When most of us think about mending clothes, it probably entails the darning of warn patches or holes in socks or an elbow or knee patch where the clothing item’s fabric is wearing out. This kind of mending was, more often than not, made in a manner where the mending could not be seen. Indeed, the clothing item was meant to look “good as new” once you were done mending.
However, visible mending has come to the forefront in the past few years to become a movement that doesn’t just mend clothing for the sake of making something last longer, but also as a means of protesting against the cycle of “fast fashion” that many of us seem stuck in as we seek to always wear the newest fashion that’s hit the streets.
Visible mending has also become a way of showing some of your personality to the world in the clothing that you choose to wear – rather than simply wearing something off the rack or making an item from scratch, you take an item that already exists and give it new life. In this way, it has become a part of the “slow fashion” movement.
One of the main unwritten “rules” of visible mending – the item must still have a practical use once you’re finished mending it. If it is a knitted item like socks or a sweater it should still be wearable, or if it’s a fabric item like denim pants, it must also still be wearable with the mending, in both cases, being able to withstand being worn on a nearly daily – or even daily – basis.
Sashiko – an age-old visible mending technique
Visible mending can use many techniques, and one that has become very popular, is Sashiko. A traditional Japanese embroidery technique, it is now taught the world over by artists like Miho Takeuchi and used as a beautiful means to mend fabric so that it can still be used practically.
Here is a video about the history of Sashiko as well as some of the techniques:
Mending has been a disappearing art because of the easy ways that we can now get a hold of clothing as well as the low prices of much of the clothing. However, if you’re an avid knitter or crocheter, knowing how to fix knitting or crochet that is wearing thin will help to keep your handiwork usable for longer. You may even decide to mend items that you have been given or inherited in this way.
Sock darning forms a good basis for the way in which darning works, so let’s begin there.
How to darn your socks and make them good as new (or even better!)

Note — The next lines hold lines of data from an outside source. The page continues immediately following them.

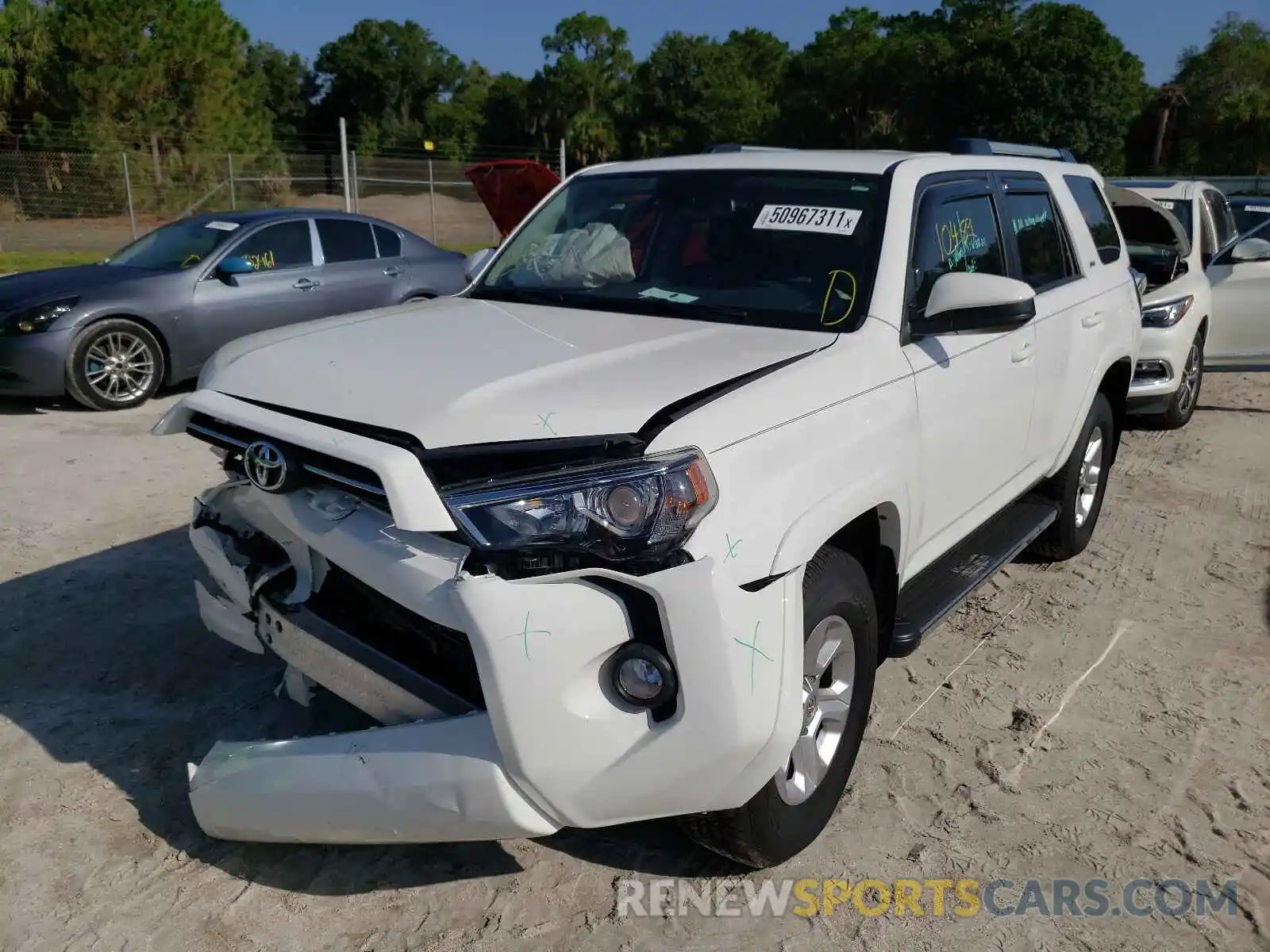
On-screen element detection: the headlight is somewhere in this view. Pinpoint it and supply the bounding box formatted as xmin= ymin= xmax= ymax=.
xmin=446 ymin=449 xmax=719 ymax=560
xmin=1141 ymin=294 xmax=1195 ymax=328
xmin=0 ymin=297 xmax=79 ymax=334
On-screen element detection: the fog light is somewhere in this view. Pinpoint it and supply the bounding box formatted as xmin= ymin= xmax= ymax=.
xmin=610 ymin=641 xmax=679 ymax=707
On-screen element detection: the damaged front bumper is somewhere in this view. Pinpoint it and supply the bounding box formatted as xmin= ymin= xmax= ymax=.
xmin=189 ymin=481 xmax=802 ymax=843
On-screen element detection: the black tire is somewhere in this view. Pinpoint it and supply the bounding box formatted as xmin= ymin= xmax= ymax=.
xmin=1031 ymin=393 xmax=1115 ymax=562
xmin=66 ymin=317 xmax=167 ymax=410
xmin=679 ymin=547 xmax=878 ymax=869
xmin=1151 ymin=332 xmax=1204 ymax=430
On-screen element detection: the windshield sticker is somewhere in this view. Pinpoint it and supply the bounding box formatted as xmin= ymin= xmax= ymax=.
xmin=821 ymin=271 xmax=857 ymax=328
xmin=754 ymin=205 xmax=864 ymax=235
xmin=639 ymin=288 xmax=700 ymax=305
xmin=935 ymin=212 xmax=988 ymax=271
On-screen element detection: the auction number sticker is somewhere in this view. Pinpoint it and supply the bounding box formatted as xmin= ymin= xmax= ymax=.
xmin=754 ymin=205 xmax=862 ymax=235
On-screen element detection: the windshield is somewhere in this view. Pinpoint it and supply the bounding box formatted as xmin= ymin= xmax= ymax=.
xmin=1147 ymin=195 xmax=1195 ymax=244
xmin=1230 ymin=198 xmax=1270 ymax=235
xmin=106 ymin=221 xmax=239 ymax=271
xmin=471 ymin=169 xmax=884 ymax=332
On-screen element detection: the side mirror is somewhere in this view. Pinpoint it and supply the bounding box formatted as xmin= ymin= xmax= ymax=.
xmin=1230 ymin=239 xmax=1270 ymax=264
xmin=464 ymin=248 xmax=494 ymax=281
xmin=910 ymin=271 xmax=1037 ymax=336
xmin=216 ymin=255 xmax=256 ymax=275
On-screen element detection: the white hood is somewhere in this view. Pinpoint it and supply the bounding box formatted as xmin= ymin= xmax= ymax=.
xmin=199 ymin=297 xmax=834 ymax=447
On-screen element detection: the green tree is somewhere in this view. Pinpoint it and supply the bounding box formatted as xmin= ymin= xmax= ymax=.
xmin=314 ymin=21 xmax=465 ymax=152
xmin=53 ymin=0 xmax=271 ymax=159
xmin=246 ymin=43 xmax=318 ymax=151
xmin=0 ymin=0 xmax=53 ymax=143
xmin=627 ymin=29 xmax=789 ymax=155
xmin=1168 ymin=15 xmax=1270 ymax=175
xmin=529 ymin=13 xmax=635 ymax=165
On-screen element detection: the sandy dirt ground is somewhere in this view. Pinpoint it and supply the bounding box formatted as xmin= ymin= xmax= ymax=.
xmin=0 ymin=376 xmax=1270 ymax=952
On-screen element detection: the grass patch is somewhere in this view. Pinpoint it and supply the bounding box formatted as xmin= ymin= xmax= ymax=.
xmin=0 ymin=251 xmax=106 ymax=274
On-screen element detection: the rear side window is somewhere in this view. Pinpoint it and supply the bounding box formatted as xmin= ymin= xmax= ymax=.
xmin=230 ymin=220 xmax=314 ymax=271
xmin=912 ymin=188 xmax=1006 ymax=309
xmin=1063 ymin=175 xmax=1120 ymax=264
xmin=1005 ymin=192 xmax=1077 ymax=290
xmin=318 ymin=218 xmax=376 ymax=264
xmin=375 ymin=225 xmax=402 ymax=258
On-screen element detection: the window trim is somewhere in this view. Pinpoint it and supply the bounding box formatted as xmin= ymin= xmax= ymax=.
xmin=310 ymin=214 xmax=379 ymax=267
xmin=899 ymin=169 xmax=1010 ymax=335
xmin=999 ymin=173 xmax=1082 ymax=297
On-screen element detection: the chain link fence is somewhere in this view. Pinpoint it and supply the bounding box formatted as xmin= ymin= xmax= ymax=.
xmin=0 ymin=140 xmax=560 ymax=255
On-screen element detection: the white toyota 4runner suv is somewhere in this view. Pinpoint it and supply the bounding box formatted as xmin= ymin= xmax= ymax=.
xmin=155 ymin=140 xmax=1141 ymax=867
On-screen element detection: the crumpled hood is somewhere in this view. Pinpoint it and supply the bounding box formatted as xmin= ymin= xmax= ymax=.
xmin=199 ymin=297 xmax=834 ymax=448
xmin=0 ymin=264 xmax=155 ymax=313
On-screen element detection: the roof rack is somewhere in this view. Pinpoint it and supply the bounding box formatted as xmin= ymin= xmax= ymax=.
xmin=706 ymin=142 xmax=798 ymax=154
xmin=949 ymin=138 xmax=1076 ymax=163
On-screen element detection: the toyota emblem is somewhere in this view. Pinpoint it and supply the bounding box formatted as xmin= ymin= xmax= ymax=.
xmin=243 ymin=440 xmax=291 ymax=493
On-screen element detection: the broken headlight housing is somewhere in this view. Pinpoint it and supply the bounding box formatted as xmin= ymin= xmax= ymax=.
xmin=446 ymin=449 xmax=719 ymax=561
xmin=1141 ymin=294 xmax=1195 ymax=328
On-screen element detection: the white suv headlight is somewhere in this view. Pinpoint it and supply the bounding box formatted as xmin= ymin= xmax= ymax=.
xmin=446 ymin=449 xmax=719 ymax=560
xmin=1141 ymin=294 xmax=1195 ymax=328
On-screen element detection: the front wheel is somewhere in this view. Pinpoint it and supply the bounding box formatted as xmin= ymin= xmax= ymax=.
xmin=66 ymin=319 xmax=164 ymax=410
xmin=679 ymin=547 xmax=878 ymax=869
xmin=1156 ymin=334 xmax=1204 ymax=430
xmin=1033 ymin=393 xmax=1115 ymax=562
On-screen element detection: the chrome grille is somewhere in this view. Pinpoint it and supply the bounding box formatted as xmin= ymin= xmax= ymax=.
xmin=186 ymin=413 xmax=387 ymax=510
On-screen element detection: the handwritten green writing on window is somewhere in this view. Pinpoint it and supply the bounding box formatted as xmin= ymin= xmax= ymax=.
xmin=243 ymin=251 xmax=278 ymax=271
xmin=935 ymin=212 xmax=988 ymax=271
xmin=1014 ymin=211 xmax=1049 ymax=235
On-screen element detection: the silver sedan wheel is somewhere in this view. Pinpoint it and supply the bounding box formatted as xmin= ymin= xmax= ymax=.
xmin=776 ymin=614 xmax=856 ymax=806
xmin=1177 ymin=344 xmax=1203 ymax=415
xmin=1076 ymin=427 xmax=1103 ymax=528
xmin=84 ymin=330 xmax=155 ymax=404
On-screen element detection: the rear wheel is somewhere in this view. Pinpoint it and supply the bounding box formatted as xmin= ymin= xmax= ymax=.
xmin=1031 ymin=393 xmax=1115 ymax=562
xmin=679 ymin=548 xmax=878 ymax=869
xmin=66 ymin=317 xmax=164 ymax=410
xmin=1154 ymin=334 xmax=1204 ymax=430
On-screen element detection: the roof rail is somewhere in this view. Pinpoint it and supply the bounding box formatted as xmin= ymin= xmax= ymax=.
xmin=949 ymin=138 xmax=1076 ymax=163
xmin=706 ymin=142 xmax=798 ymax=154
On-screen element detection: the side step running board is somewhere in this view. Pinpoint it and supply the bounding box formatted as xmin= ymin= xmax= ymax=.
xmin=887 ymin=497 xmax=1058 ymax=658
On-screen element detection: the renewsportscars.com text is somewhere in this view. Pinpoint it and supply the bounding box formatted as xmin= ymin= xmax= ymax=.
xmin=618 ymin=878 xmax=1237 ymax=918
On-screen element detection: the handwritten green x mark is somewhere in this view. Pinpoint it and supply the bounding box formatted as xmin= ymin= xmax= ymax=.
xmin=733 ymin=622 xmax=772 ymax=694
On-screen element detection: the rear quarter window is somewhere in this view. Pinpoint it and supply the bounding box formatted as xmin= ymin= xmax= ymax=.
xmin=1063 ymin=175 xmax=1122 ymax=264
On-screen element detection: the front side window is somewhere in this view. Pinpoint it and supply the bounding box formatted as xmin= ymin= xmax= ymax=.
xmin=106 ymin=221 xmax=239 ymax=271
xmin=318 ymin=218 xmax=376 ymax=264
xmin=912 ymin=188 xmax=1006 ymax=311
xmin=230 ymin=220 xmax=314 ymax=271
xmin=1063 ymin=175 xmax=1120 ymax=264
xmin=1005 ymin=192 xmax=1076 ymax=290
xmin=470 ymin=170 xmax=885 ymax=332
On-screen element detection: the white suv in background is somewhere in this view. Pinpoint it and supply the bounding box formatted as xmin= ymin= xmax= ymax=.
xmin=155 ymin=140 xmax=1141 ymax=867
xmin=1107 ymin=179 xmax=1270 ymax=429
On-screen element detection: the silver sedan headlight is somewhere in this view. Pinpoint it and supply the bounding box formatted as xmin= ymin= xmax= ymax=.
xmin=446 ymin=449 xmax=719 ymax=560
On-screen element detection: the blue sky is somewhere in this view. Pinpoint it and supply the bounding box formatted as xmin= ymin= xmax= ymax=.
xmin=222 ymin=0 xmax=1270 ymax=84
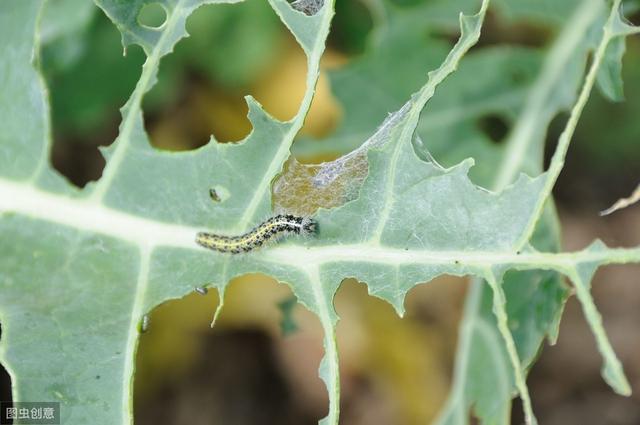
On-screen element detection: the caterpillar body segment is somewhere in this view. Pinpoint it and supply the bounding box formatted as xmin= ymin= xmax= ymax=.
xmin=196 ymin=214 xmax=317 ymax=254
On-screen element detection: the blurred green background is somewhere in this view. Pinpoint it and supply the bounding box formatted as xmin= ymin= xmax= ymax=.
xmin=0 ymin=0 xmax=640 ymax=425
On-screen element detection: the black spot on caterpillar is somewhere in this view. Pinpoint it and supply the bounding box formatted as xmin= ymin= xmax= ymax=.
xmin=196 ymin=214 xmax=318 ymax=254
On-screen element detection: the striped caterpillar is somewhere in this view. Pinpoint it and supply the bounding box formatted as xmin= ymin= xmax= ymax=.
xmin=196 ymin=214 xmax=318 ymax=254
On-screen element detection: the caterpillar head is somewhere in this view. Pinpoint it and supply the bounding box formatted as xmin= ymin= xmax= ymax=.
xmin=301 ymin=217 xmax=318 ymax=235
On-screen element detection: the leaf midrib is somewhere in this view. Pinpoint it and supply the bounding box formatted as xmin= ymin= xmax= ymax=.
xmin=0 ymin=179 xmax=640 ymax=271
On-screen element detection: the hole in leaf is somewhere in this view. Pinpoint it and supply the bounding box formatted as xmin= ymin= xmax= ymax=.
xmin=144 ymin=0 xmax=317 ymax=150
xmin=335 ymin=278 xmax=464 ymax=424
xmin=477 ymin=114 xmax=509 ymax=143
xmin=327 ymin=1 xmax=373 ymax=55
xmin=40 ymin=6 xmax=144 ymax=187
xmin=138 ymin=3 xmax=167 ymax=28
xmin=134 ymin=275 xmax=327 ymax=425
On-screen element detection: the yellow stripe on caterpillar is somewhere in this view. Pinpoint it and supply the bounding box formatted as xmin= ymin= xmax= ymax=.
xmin=196 ymin=214 xmax=318 ymax=254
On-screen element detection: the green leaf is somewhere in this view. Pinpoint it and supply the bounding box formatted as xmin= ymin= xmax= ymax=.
xmin=597 ymin=6 xmax=640 ymax=102
xmin=0 ymin=0 xmax=337 ymax=424
xmin=0 ymin=0 xmax=640 ymax=425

To be able to darn your socks, you will need a darning needle (a needle with a slightly bent tip) – a tapestry needle can be used as well – that is suitable for the weight of yarn that you’re going to use to fix the socks (most likely sock weight yarn or cotton), as well as the actual yarn or cotton that you’re going to use for darning. You will also need what is casually called a mushroom, or darning mushroom. You can also use a darning egg.
Here is a tutorial showing how a darning mushroom is used when darning a sock:
Now that you’ve seen how a sock can be darned with the same – or very similar yarn – you can experiment using contrasting yarn or yarn in your favorite color to visibly darn and mend the sock, like this video shows:
Using much the same technique, you can also darn sweaters, scarves, afghans, and shawls that has been knitted or crocheted. Some yarn lovers and artists even use sweaters or other wool items that have been attacked by moths and turn the holes into a canvas for their imagination to go wild on.
Rather than hide the damage that time has done, the damage is celebrated as its own kind of beauty.
In this video a technique is shown that mimics the knitted fabric instead of using the weaving technique usually used for darning:
Finally, here is a tutorial that shows how to actually knit a patch to fix a hole worn into socks. The same technique can be used for other knitted items:
If you’re looking for some inspiration for all the different darning and mending techniques that’s being used for visible mending, a visit to your Pinterest page will give you oodles of ideas and inspiration.